Anyways, I know I haven't been posting reguarly, but I'll try my best - school has just been so insane lately!

Love Karen

Thursday, January 04, 2007

Post #34 - 6 Months

January 4, 2007

I think Jason's MSN name says it best:
RIP Mama. Half a year has gone by...seems like it was just yesterday. Missing you.

My friend Kam sent me a nice e-mail last week to see how the family was doing. Sadly, she lost her mom a couple of years ago. I replied to her today and I just wanted to share a part of my e-mail to her:

"It was really nice going to the hospitals and meeting some of the kids. I just remember when my Mami-Ji gave a teddy bear to a newborn girl and I know that basically I make it through every day without my Mama by being there for her...by making HER happy.

xoxo Karen

Tuesday, January 02, 2007

Post #33 - Quote

"Missing someone gets easier every day because even though it's one day further from the last time you saw each other, it's one day closer to the next time you will..." - Unknown

Sunday, December 17, 2006

Post #32 - Success!


Hey guys,

So today we sorted all the toys we received for the 1st Annual Dave Sidhu Memorial Christmas Drive. I just wanted to say we all did an EXCELLENT job! I'm still in awe that we've raised over $15,000 in toys and cash for the hospitals! Like Mami-Ji said, it's just so overwhelming to think about! And because we received so many toys, we're now also donating some to different women's shelters in the Lower Mainland, and to me that's just amazing! I never thought we'd receive so many toys. People really are wonderful. How can we ever tell them how much their generosity has touched our family? Words can't express how thankful we are.

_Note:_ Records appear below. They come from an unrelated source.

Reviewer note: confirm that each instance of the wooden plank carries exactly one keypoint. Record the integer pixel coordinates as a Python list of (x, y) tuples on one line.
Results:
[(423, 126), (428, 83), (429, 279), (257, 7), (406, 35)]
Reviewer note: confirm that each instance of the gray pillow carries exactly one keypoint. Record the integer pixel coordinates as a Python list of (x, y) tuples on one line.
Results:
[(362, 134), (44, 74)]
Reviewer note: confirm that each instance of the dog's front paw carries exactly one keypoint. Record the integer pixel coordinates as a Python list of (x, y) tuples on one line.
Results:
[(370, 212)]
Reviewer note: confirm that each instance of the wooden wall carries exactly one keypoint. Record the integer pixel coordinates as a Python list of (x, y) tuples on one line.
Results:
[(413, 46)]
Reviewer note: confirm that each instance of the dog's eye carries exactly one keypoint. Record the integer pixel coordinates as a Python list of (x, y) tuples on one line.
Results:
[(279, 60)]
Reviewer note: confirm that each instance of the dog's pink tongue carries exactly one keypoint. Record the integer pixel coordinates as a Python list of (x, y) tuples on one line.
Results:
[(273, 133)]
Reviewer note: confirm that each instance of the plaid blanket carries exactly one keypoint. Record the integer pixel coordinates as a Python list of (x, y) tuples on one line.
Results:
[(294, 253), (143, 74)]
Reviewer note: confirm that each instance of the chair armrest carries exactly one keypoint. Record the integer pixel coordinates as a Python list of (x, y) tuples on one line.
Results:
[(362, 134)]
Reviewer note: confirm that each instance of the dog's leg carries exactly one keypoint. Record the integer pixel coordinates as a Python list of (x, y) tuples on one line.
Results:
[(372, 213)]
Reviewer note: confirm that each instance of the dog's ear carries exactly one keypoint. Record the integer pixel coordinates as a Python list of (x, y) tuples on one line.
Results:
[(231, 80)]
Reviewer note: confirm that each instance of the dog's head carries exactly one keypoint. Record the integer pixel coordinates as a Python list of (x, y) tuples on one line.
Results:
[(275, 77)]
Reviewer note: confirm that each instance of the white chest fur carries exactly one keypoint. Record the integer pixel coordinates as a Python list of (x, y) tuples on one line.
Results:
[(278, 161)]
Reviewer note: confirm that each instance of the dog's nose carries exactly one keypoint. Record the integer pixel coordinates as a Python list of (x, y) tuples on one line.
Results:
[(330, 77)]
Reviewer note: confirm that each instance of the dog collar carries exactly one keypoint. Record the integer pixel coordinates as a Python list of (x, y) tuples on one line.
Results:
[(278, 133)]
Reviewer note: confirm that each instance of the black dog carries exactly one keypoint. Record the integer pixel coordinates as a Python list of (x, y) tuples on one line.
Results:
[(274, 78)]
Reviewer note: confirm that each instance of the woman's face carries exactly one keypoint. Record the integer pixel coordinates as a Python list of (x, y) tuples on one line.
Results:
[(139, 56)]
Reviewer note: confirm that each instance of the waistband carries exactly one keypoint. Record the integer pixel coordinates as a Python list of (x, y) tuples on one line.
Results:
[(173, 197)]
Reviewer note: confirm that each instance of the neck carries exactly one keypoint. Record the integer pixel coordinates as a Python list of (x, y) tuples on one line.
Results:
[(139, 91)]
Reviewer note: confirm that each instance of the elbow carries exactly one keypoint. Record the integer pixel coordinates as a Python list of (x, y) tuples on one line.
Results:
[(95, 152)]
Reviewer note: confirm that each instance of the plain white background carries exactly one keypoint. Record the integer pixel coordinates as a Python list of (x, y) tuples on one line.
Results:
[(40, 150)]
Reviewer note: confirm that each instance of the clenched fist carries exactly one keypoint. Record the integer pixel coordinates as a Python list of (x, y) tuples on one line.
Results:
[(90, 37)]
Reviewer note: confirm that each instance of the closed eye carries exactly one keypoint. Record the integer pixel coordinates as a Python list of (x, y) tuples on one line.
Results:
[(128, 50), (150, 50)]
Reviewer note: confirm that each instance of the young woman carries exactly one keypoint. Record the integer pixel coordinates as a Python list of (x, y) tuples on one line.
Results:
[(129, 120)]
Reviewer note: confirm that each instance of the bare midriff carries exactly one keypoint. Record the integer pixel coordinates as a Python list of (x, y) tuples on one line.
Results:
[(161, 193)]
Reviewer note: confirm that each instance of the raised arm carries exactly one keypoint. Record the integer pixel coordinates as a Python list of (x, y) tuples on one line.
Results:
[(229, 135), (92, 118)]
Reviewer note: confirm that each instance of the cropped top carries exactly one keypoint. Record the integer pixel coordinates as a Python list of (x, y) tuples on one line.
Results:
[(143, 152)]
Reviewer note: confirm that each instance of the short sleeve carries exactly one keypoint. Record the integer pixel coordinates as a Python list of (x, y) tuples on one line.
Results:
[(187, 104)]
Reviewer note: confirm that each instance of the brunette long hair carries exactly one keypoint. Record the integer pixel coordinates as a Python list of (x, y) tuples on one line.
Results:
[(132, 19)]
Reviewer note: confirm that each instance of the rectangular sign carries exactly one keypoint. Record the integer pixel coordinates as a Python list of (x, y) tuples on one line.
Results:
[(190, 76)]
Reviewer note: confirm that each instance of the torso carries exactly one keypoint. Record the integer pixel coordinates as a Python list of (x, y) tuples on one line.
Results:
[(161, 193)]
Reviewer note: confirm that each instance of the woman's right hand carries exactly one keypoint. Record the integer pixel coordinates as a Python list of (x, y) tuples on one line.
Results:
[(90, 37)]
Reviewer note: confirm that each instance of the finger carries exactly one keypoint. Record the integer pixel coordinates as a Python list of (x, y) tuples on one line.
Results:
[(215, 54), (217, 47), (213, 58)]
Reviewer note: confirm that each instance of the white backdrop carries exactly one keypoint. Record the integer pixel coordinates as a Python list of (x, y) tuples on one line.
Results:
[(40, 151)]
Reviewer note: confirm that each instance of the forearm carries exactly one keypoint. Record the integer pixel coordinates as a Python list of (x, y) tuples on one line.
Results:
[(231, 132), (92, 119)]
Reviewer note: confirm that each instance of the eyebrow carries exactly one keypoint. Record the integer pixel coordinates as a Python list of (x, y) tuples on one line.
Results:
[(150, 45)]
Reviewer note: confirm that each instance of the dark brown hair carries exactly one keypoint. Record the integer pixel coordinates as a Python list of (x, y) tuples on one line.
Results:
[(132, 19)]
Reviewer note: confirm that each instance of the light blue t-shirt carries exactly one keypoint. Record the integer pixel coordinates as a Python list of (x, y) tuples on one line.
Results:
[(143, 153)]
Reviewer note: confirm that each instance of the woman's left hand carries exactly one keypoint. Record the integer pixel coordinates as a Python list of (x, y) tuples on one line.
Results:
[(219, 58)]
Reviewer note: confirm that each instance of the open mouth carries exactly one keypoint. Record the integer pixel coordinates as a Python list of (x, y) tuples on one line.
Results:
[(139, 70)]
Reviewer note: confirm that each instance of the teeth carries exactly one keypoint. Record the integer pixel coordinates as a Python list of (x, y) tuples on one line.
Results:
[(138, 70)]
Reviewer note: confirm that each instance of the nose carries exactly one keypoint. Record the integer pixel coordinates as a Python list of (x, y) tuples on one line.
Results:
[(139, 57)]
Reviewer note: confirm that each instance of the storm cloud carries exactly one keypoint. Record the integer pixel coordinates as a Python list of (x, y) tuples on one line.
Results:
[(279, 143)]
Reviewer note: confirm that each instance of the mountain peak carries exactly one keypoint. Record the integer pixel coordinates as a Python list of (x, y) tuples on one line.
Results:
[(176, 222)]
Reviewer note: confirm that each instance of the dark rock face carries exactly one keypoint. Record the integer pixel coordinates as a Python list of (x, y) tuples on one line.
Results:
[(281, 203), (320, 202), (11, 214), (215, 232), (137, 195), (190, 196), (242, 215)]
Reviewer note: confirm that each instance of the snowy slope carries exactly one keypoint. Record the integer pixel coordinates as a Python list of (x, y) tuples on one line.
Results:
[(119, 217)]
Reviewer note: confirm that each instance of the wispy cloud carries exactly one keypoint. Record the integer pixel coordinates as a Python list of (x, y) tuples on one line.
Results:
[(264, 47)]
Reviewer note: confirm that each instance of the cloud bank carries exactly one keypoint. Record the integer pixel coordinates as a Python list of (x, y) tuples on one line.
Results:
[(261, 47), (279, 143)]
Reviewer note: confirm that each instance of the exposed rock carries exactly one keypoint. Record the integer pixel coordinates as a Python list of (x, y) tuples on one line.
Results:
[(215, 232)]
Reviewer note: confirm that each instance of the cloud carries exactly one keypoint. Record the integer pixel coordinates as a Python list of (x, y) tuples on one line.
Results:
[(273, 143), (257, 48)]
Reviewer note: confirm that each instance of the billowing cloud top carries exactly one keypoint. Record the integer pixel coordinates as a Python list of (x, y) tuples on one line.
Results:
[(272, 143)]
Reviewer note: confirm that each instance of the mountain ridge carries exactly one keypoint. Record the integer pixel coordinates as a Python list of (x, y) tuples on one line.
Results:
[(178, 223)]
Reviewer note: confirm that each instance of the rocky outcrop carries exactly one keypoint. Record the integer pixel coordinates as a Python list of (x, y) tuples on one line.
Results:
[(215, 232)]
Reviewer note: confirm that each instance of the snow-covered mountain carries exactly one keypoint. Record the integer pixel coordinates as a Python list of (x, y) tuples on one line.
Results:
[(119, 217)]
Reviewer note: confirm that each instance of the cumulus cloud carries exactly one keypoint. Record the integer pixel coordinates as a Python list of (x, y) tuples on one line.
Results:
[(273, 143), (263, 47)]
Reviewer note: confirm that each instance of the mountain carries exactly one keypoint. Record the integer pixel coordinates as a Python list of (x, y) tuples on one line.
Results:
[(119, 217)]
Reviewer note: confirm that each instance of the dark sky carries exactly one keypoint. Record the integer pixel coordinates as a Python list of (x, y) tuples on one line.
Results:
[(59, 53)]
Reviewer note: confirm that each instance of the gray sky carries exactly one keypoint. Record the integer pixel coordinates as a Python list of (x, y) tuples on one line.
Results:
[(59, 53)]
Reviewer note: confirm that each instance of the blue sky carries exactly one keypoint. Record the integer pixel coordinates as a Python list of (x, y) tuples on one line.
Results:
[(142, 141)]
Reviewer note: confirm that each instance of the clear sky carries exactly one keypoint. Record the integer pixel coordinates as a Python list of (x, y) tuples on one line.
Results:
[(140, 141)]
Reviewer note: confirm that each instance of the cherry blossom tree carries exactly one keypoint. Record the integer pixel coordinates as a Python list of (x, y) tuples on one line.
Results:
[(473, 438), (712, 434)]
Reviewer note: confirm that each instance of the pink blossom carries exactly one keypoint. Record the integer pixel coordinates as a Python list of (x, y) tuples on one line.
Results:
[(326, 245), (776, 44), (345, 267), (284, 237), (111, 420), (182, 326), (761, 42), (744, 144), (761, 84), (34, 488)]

And do you guys realize how proud Mama would be? Today he was looking down on all of us as we came together to help so many sick children. I can't begin to express how amazing it is that he's still helping people smile even though he's no longer with us...

A special thanks goes out to Harinder. You came up with the idea and even though we all pulled together to make the toy drive a success, we would've been nowhere without your leadership! I know none of us (me, Roger, Mission cousins) say it, but we really do look up to you. You helped bring the entire family together and if Mama was with us, I just know he would be telling you how proud of you he was. When I talked to Sim on the phone a couple of days ago, I told him the only other person I knew with a heart as big as my Mama's was you - I honestly believe that.

See you all on Tuesday when we go to Children's Hospital and Canuck Place! And Jason, try your hardest to come out!